Apple’s iPhone 17 Pro Max in Cosmic Orange will remain sealed in America’s 250th anniversary time capsule, alongside artifacts from every state, until its opening in 2276 for the nation’s 500th anniversary celebration. The capsule includes digital artifacts that future generations will view through the iPhone’s Notes app. The Cosmic Orange finish represents one of three new color options Apple introduced with the iPhone 17 Pro and Pro Max lineup last September, alongside Silver and Deep Blue. Yet entrusting a lithium-ion battery to 250 years of storage reveals a fundamental vulnerability of modern electronics: the battery almost certainly will not survive the journey.

Lithium-ion batteries are engineered for lifespans measured in years, not centuries. Even in ideal storage conditions, the chemical reaction that creates electrical charge in lithium-ion cells degrades over time. Exposure to temperature swings, humidity, or pressure changes during 250 years of burial will accelerate that degradation. The iPhone 17 Pro Max may power on in 2276, but the battery will almost certainly be chemically inert, and the device itself may have developed corrosion, screen degradation, or component failure that renders it unusable.
The iPhone 17 Pro Max‘s engineering specifications, unibody aluminum chassis, vapor chamber cooling system, and 48-megapixel triple-lens camera system with up to 8× zoom, were designed for a device lifecycle measured in single-digit years, not centuries.

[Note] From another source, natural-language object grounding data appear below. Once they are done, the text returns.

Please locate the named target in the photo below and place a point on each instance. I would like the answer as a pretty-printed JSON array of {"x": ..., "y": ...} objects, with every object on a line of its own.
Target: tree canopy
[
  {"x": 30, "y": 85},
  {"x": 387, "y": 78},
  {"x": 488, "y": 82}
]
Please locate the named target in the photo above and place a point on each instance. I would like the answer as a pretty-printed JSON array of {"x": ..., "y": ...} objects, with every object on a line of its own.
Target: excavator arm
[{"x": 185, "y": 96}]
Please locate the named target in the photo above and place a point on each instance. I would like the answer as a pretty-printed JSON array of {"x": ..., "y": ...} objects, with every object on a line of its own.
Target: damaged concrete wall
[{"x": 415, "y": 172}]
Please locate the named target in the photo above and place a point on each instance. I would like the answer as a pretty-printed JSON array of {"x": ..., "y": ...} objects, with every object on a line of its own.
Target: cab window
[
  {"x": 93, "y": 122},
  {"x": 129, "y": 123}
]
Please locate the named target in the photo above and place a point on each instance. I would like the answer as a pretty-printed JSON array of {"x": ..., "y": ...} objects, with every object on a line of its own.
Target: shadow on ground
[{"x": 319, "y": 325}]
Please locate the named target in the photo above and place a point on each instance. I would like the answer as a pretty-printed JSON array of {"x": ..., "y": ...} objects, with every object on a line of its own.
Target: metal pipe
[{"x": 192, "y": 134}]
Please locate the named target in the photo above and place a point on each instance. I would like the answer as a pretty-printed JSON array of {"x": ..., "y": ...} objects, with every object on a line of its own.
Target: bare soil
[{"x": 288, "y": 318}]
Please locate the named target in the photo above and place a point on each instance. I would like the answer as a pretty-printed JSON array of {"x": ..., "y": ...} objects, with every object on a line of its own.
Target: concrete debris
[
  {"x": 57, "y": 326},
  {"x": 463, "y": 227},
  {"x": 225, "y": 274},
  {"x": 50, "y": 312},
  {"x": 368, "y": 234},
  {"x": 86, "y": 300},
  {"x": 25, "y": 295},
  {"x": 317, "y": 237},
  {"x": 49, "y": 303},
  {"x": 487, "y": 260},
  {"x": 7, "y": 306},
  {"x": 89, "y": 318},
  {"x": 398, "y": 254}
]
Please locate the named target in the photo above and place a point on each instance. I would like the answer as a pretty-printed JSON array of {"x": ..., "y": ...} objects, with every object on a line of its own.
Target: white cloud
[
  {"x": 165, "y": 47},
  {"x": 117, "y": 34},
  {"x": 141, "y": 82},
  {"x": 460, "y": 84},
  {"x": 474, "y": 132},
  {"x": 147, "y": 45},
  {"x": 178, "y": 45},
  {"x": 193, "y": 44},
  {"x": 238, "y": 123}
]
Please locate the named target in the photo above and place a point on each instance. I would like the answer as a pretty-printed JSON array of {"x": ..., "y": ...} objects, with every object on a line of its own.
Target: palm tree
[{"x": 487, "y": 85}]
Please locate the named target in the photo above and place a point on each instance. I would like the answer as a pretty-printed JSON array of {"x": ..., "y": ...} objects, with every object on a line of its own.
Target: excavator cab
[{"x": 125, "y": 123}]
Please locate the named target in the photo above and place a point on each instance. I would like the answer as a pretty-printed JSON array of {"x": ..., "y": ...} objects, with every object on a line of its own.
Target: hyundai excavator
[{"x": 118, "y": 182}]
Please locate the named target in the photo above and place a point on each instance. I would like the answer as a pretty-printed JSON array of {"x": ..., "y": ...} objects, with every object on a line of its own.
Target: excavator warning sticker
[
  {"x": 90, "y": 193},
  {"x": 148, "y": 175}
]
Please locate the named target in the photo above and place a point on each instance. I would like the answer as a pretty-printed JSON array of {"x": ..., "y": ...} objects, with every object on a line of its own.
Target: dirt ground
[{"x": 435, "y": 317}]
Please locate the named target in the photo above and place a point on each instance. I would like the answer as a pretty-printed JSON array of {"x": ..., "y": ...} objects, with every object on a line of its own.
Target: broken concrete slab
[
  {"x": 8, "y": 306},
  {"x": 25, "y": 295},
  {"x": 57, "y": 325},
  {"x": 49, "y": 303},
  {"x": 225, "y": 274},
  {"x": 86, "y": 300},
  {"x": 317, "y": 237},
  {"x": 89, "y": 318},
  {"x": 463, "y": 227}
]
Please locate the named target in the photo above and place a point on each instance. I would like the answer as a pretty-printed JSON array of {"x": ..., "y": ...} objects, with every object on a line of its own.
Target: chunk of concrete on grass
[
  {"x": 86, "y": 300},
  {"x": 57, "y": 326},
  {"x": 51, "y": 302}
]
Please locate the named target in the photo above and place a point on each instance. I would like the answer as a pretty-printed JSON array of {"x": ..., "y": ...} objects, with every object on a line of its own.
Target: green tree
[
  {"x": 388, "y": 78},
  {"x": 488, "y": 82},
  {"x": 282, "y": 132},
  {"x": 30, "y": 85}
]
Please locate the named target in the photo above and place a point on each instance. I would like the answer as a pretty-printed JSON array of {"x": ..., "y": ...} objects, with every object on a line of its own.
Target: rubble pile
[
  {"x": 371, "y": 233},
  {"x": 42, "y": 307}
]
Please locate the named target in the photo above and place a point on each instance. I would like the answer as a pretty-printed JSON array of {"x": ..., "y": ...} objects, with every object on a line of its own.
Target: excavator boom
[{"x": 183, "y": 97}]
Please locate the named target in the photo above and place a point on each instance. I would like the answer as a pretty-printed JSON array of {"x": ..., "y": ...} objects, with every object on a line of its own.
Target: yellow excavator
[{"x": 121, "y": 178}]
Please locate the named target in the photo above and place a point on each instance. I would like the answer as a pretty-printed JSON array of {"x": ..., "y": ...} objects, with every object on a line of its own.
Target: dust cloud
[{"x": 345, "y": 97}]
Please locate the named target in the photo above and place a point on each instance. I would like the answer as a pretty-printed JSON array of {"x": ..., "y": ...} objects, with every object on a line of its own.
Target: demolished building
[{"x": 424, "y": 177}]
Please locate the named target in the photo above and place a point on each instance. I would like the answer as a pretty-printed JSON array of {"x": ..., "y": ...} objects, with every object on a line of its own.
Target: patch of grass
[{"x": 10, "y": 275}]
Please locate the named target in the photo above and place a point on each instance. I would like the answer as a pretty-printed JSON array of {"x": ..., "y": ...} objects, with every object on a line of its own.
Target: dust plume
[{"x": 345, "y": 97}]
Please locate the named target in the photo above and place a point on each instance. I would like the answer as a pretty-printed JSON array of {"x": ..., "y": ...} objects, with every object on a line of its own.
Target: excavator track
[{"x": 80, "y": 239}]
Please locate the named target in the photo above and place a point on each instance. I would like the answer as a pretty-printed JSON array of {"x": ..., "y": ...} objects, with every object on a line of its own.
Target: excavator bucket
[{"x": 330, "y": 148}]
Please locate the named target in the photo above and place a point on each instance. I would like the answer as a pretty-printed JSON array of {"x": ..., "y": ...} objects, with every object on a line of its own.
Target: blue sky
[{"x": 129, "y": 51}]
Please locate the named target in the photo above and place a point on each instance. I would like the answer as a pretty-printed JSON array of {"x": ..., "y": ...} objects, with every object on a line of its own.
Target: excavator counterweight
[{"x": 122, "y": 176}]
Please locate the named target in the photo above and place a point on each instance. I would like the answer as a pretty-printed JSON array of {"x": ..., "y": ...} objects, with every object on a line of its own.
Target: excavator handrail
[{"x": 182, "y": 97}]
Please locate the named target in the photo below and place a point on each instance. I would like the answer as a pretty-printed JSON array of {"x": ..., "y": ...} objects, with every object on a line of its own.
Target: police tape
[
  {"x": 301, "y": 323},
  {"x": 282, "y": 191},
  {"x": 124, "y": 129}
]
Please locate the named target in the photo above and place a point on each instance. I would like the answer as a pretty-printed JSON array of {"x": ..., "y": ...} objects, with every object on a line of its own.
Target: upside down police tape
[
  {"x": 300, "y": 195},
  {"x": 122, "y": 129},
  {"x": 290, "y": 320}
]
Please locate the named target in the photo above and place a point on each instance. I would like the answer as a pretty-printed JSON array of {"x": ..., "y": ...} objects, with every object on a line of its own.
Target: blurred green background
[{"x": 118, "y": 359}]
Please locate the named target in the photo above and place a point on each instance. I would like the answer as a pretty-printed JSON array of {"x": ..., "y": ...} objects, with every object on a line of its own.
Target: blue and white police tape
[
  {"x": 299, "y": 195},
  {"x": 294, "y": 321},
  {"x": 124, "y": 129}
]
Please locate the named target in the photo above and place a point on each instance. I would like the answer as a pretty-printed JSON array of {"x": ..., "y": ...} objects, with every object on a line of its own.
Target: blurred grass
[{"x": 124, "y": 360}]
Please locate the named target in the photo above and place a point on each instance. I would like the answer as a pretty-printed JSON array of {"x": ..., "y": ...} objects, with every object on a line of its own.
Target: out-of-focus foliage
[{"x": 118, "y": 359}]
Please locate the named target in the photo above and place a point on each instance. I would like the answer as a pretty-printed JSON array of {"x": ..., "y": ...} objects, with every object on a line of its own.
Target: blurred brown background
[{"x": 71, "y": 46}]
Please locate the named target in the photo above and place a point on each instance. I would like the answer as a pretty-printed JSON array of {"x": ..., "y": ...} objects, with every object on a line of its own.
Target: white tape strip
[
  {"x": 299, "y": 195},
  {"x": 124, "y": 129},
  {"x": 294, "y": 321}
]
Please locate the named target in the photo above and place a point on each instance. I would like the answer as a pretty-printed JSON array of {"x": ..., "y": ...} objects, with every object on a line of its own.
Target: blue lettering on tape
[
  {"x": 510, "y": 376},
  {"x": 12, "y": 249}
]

The A19 Pro chip and advanced specs that define 2026 flagship performance will mean nothing if the device cannot power on to display them.
The broader question posed by this time capsule is whether a smartphone will even be recognizable to people 250 years from now. The iPhone itself emerged only 18 years ago and fundamentally reorganized human communication and computing in less than two decades. Projecting forward 250 years into a period where neural implants, direct brain-computer interfaces, or technologies not yet conceivable could dominate seems almost beside the point. The iPhone 17 Pro Max may be as quaint to a 2276 viewer as a telegraph would be to someone in 1776.
What the device will represent, if the battery fails and the screen never lights again, is a moment when Apple had convinced billions of people to carry a single rectangular object containing computing power that would have seemed godlike just decades earlier. The Cosmic Orange finish, the vapor chamber cooling, the 48-megapixel camera, these were serious engineering achievements in 2026. They will almost certainly mean nothing to whoever tries to open that Notes app in 2276, if the device powers on at all. The iPhone 17 Pro Max in that time capsule is a wager that modern smartphone technology can somehow transcend its engineering constraints, a bet that electrochemistry has already decided.